SÃO PAULO, SP - O Brasil tem uma média nacional de 94,72 pediatras para cada 100 mil habitantes de até 19 anos, mas a distribuição desses profissionais é desigual entre as regiões. Estados do Sul e Sudeste, como Rio Grande do Sul e São Paulo, e também o Distrito Federal, no Centro-Oeste, apresentam pelo menos cinco vezes mais pediatras por criança e adolescente do que estados do Norte e Nordeste, como Amapá, Amazonas, Acre, Pará e Maranhão, que são os cinco com menor cobertura. O Brasil comemora neste domingo (27) o Dia do Pediatra.
O Distrito Federal lidera com a maior proporção, registrando 258,35 pediatras para cada 100 mil habitantes de até 19 anos, considerando a população jovem estimada em 54,5 milhões. Em seguida, vêm Rio de Janeiro (147,85), Espírito Santo (140,15), São Paulo (136,08) e Rio Grande do Sul (126,03). Já o Maranhão tem a menor oferta, com apenas 27,98 pediatras para cada 100 mil crianças e adolescentes, seguido por Pará (28,74), Acre (33,35), Amazonas (37,48) e Amapá (38).
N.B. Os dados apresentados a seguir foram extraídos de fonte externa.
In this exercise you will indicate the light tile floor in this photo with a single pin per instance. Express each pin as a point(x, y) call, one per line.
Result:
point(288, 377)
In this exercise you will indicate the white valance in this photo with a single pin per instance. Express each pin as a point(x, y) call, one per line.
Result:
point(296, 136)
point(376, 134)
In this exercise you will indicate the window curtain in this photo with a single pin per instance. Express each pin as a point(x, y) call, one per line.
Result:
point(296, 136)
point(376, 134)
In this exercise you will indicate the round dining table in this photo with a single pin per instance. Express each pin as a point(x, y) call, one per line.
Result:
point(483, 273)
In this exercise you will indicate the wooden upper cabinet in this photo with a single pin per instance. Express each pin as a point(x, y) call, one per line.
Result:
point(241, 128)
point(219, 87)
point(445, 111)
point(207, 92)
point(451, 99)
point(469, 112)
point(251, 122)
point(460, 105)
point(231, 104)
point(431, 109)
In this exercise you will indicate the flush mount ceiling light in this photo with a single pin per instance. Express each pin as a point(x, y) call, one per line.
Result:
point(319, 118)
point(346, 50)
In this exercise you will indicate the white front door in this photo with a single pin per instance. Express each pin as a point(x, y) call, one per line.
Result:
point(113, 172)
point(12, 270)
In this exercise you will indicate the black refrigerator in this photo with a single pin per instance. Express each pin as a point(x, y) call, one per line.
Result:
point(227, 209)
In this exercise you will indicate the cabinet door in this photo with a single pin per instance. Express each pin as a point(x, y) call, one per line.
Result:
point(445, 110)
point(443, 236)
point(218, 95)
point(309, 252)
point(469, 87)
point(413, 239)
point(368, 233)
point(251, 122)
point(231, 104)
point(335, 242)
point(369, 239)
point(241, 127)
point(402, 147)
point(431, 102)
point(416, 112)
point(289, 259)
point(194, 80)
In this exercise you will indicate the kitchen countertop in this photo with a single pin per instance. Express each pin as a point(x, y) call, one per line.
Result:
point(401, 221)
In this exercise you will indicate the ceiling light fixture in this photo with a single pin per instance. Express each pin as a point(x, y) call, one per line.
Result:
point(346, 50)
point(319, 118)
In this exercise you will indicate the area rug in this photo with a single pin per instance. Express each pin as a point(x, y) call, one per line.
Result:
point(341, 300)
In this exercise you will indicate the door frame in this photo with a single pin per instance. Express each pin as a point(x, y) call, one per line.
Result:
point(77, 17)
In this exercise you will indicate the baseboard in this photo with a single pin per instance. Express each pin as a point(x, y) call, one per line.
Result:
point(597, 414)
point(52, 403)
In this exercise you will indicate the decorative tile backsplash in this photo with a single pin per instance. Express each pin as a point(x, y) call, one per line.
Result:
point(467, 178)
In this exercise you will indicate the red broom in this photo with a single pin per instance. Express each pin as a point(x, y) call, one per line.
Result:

Os dados são do estudo Demografia Médica no Brasil 2025, divulgado em abril pela Faculdade de Medicina da USP (Universidade de São Paulo), que mostra que o país contava com 47.787 pediatras ativos em 2024. Apesar disso, o total de registros na especialidade chega a 51.628, pois cerca de 3.841 médicos (8% do total) possuem mais de um registro em diferentes CRMs (Conselhos Regionais de Medicina) ou unidades da Federação.
Paraná e Londrina
Em 2022, dados da SBP (Sociedade Brasileira de Pediatria) davam conta de que o Paraná contava com 2.500 médicos desta área. Uma pesquisa no site do CRM-PR (Conselho Regional de Medicina-Paraná) apontou que a representação regional de Londrina do órgão, que atende 8 municípios, tem 293 pediatras. Londrina tem a maior parte dos profissionais (265), seguido por Cambé (15), Assaí (6), Andirá (3). Florestópolis, Porecatu, Ribeirão do Pinhal e Tamarana possuem um especialista cada um, segundo dados do CRM-PR. Ainda segundo o Conselho, do total de 265 pediatras em Londrina, 194 são mulheres e 71 são homens.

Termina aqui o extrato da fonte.